Letak kerajaan Makassar sangat strategis karena berada di jalur lalu lintas pelayaran
antara Malak dan Maluku. Letaknya yang sangat strategis itu menarik minat para pedagang
untuk singgah di pelabuhan Sombaopu. Dalam waktu singkat, Makassar berkembang menjadi
salah satu Bandar penting di wilayah timur Indonesia.
Pada awalnya di daerah Gowa terdapat sembilan komunitas, yang dikenal dengan nama
Bate Salapang (Sembilan Bendera), yang kemudian menjadi pusat kerajaan Gowa: Tombolo,
Lakiung, Parang-Parang, Data, Agangjene, Saumata, Bissei, Sero dan Kalili.

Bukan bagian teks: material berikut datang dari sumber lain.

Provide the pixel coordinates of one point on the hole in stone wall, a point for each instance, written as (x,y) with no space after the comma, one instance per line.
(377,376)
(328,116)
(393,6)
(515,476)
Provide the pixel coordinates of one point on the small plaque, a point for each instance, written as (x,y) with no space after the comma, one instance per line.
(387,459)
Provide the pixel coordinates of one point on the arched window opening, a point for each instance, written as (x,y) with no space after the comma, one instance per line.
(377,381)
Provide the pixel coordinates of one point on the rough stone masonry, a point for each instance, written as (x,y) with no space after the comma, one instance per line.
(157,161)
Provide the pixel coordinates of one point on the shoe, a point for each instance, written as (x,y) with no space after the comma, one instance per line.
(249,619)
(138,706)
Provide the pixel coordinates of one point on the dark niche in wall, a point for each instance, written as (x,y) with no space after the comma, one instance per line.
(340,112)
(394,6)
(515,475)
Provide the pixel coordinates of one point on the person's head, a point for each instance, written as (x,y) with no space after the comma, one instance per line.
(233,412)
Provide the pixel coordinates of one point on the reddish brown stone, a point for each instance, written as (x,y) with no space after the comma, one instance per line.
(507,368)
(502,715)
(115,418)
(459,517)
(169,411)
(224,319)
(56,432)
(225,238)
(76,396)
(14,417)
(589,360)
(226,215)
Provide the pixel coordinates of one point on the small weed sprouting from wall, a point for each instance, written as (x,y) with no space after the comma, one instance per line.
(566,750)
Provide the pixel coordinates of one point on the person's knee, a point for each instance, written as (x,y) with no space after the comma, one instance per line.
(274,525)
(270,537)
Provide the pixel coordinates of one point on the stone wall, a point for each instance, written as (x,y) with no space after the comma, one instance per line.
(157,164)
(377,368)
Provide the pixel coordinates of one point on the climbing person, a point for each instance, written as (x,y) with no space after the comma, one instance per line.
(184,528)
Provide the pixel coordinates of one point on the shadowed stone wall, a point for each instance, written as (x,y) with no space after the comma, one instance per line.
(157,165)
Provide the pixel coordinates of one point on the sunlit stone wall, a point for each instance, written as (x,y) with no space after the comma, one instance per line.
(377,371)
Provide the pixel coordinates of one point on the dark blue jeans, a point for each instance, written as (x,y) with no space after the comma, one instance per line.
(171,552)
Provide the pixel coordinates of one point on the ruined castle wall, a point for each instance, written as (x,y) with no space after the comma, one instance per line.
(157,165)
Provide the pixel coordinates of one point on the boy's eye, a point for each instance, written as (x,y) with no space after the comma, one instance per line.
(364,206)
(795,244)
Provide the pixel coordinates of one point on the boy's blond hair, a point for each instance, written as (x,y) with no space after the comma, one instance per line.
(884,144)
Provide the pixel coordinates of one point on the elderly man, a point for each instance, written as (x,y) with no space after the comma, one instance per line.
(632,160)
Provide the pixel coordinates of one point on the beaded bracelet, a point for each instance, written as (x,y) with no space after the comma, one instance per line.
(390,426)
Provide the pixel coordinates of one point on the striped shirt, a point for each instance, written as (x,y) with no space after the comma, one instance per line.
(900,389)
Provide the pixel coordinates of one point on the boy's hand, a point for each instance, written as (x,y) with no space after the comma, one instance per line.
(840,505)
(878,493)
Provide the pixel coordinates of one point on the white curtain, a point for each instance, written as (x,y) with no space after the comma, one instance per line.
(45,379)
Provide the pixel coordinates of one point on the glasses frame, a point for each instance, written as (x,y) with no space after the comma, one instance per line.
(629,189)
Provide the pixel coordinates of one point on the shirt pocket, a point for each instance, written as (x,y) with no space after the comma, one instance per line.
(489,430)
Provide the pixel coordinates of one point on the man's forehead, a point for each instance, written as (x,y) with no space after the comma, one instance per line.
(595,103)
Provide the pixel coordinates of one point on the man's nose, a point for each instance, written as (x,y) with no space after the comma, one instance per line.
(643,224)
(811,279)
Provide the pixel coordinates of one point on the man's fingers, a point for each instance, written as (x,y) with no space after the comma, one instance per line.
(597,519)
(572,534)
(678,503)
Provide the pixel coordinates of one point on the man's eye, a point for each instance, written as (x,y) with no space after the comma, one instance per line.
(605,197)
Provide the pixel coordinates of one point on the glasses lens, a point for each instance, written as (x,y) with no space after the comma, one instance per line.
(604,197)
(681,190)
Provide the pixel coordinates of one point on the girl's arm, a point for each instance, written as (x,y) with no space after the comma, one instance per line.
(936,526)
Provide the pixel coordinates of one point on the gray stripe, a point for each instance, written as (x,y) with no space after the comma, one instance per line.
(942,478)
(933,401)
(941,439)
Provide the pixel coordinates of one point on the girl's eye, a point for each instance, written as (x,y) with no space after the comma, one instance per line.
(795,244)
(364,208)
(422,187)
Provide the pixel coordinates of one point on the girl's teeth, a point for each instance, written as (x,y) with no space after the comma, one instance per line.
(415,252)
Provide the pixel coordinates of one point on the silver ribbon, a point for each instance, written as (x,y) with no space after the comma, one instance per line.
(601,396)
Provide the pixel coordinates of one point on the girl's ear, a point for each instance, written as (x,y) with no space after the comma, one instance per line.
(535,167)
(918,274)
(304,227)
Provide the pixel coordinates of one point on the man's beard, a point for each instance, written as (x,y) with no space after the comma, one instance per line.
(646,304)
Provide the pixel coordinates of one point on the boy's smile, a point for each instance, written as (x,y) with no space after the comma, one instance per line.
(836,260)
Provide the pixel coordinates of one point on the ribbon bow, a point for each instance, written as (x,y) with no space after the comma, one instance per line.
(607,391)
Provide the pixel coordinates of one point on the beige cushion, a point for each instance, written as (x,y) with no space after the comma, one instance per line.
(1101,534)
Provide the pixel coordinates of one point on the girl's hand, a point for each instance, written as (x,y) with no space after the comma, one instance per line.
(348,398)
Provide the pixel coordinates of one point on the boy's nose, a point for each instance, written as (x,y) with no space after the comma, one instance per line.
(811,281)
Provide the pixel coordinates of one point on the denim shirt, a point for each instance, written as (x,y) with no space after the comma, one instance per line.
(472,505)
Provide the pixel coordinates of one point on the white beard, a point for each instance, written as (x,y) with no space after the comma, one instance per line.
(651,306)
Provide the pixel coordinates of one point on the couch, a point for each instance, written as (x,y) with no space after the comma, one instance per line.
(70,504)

Melalui berbagai cara, baik damai maupun paksaan, komunitas lainnya bergabung untuk
membentuk Kerajaan Gowa. Cerita dari pendahulu di Gowa dimulai oleh Tumanurung sebagai
pendiri Istana Gowa, tetapi tradisi Makassar lain menyebutkan empat orang yang mendahului
datangnya Tumanurung, dua orang pertama adalah Batara Guru dan saudaranya.

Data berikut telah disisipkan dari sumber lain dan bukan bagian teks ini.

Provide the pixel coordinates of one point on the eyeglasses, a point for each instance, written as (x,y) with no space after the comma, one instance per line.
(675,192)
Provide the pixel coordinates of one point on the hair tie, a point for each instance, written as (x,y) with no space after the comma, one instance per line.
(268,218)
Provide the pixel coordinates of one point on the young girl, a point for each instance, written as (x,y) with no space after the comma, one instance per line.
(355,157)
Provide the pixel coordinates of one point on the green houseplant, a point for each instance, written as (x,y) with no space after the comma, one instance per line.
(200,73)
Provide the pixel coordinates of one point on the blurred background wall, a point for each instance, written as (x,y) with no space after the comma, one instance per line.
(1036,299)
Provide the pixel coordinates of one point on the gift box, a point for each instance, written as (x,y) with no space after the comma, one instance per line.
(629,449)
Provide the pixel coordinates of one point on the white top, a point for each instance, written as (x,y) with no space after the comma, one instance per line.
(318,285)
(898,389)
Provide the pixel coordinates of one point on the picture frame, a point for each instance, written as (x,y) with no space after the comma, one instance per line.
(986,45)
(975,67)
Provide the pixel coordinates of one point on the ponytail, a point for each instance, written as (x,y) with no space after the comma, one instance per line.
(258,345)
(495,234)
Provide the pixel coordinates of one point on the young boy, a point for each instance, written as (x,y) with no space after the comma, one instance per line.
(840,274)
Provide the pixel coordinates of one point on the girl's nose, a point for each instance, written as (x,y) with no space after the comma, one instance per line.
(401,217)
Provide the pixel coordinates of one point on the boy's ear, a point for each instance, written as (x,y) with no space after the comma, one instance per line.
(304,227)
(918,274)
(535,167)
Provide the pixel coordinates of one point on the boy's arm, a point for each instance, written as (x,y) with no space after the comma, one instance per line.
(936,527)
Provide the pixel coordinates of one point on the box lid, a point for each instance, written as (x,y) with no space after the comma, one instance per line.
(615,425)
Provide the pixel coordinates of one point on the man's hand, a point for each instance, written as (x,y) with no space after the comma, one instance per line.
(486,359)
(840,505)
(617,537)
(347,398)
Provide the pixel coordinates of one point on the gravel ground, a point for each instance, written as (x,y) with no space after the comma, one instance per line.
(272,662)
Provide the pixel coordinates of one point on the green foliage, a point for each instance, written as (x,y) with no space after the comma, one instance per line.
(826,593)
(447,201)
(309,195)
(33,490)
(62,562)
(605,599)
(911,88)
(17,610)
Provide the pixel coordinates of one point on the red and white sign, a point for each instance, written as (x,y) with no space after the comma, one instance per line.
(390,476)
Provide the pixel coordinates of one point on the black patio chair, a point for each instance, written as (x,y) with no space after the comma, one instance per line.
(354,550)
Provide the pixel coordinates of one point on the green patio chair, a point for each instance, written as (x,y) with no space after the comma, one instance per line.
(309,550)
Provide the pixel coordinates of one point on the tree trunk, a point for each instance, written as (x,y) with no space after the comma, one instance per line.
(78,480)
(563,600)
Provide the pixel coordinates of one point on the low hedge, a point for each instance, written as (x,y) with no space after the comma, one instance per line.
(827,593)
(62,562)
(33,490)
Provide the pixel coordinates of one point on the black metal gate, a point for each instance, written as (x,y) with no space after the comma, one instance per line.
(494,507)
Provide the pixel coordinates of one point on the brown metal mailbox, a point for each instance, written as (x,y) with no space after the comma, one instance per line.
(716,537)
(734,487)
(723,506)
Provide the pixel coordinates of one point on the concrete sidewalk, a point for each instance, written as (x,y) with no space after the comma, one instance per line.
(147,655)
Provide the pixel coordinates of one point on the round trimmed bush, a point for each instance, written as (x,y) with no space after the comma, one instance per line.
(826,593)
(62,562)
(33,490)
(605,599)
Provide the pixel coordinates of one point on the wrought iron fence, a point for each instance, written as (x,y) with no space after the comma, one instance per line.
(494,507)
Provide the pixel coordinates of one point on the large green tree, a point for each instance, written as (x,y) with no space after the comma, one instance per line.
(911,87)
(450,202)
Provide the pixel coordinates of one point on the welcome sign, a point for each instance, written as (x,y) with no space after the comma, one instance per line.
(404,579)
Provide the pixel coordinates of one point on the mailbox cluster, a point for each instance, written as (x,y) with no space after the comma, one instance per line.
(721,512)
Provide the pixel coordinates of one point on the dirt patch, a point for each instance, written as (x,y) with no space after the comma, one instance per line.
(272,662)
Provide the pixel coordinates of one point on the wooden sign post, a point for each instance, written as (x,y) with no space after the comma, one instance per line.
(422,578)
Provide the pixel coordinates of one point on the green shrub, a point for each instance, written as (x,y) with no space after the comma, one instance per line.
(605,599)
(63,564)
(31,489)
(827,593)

Kesultanan Gowa adalah salah satu kerajaan besar dan paling sukses yang terdapat di
daerah Sulawesi Selatan. Rakyat dari kerajaan ini berasal dari Suku Makassar yang berdiam di
ujung selatan dan pesisir barat Sulawesi. Wilayah kerajaan ini sekarang berada di bawah
Kabupaten Gowa dan beberapa bagian daerah sekitarnya.

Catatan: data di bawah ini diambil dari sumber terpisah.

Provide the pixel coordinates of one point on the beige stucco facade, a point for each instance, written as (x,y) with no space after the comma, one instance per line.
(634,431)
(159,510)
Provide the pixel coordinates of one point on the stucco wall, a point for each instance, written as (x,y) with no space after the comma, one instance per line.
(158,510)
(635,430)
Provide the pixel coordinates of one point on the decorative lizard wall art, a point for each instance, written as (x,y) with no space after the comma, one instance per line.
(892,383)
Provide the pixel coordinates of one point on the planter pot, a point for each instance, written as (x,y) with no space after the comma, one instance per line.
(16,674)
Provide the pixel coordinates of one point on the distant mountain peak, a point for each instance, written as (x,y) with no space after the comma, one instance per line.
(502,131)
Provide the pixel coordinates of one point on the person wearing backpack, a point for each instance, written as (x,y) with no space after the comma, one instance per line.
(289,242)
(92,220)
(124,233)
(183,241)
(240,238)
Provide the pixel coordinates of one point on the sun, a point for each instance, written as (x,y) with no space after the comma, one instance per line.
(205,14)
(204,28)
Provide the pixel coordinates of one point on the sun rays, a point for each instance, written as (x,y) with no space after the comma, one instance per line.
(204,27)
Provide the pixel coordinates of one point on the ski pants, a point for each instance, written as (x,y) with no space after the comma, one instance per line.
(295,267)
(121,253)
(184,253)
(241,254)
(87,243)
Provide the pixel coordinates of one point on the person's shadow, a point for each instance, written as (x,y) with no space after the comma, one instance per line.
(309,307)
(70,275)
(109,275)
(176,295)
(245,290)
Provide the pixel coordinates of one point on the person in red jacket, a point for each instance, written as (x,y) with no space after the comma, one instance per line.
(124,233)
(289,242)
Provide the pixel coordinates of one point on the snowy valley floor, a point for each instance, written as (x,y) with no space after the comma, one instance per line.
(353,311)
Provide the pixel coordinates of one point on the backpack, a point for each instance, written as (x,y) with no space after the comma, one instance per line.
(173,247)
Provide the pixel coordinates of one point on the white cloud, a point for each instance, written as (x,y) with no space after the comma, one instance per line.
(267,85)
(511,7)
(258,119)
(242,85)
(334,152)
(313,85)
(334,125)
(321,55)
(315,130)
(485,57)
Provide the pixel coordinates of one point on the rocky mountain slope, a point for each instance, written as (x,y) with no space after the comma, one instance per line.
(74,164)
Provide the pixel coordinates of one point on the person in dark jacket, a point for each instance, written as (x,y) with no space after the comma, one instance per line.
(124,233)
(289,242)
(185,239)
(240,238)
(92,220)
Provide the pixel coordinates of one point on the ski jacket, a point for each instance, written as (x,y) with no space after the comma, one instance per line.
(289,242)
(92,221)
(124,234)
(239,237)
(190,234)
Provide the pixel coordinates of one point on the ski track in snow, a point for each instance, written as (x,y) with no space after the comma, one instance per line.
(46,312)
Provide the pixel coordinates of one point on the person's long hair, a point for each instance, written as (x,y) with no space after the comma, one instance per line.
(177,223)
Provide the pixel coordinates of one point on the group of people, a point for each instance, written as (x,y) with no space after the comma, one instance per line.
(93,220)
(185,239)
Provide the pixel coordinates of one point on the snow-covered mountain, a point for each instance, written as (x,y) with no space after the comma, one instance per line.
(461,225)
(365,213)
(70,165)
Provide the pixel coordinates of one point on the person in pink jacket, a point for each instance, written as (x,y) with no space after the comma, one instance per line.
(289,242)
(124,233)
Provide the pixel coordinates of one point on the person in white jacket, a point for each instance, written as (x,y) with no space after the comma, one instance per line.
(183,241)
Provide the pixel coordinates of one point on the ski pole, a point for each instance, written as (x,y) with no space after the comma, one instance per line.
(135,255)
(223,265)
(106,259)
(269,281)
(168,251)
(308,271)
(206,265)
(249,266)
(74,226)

Kerajaan ini memiliki raja yang paling terkenal bergelar Sultan Hasanuddin, yang saat
itu melakukan peperangan yang dikenal dengan Perang Makassar (1666-1669) terhadap VOC
yang dibantu oleh Kerajaan Bone yang dikuasai oleh satu wangsa Suku Bugis dengan rajanya
Arung Palakka. Perang Makassar bukanlah perang antarsuku karena pihak Gowa memiliki
sekutu dari kalangan Bugis; demikian pula pihak Belanda-Bone memiliki sekutu orang
Makassar. Perang Makassar adalah perang terbesar VOC yang pernah dilakukannya di abad ke-
17.
Kerajaan Gowa dan Tallo lebih dikenal dengan sebutan Kerajaan Makassar. Kerajaan ini
terletak di daerah Sulawesi Selatan. Makassar sebenarnya adalah ibukota Gowa yang dulu
disebut sebagai Ujung pandang. Secara geografis Sulawesi Selatan memiliki posisi yang penting,
karena dekat dengan jalur pelayaran perdagangan Nusantara.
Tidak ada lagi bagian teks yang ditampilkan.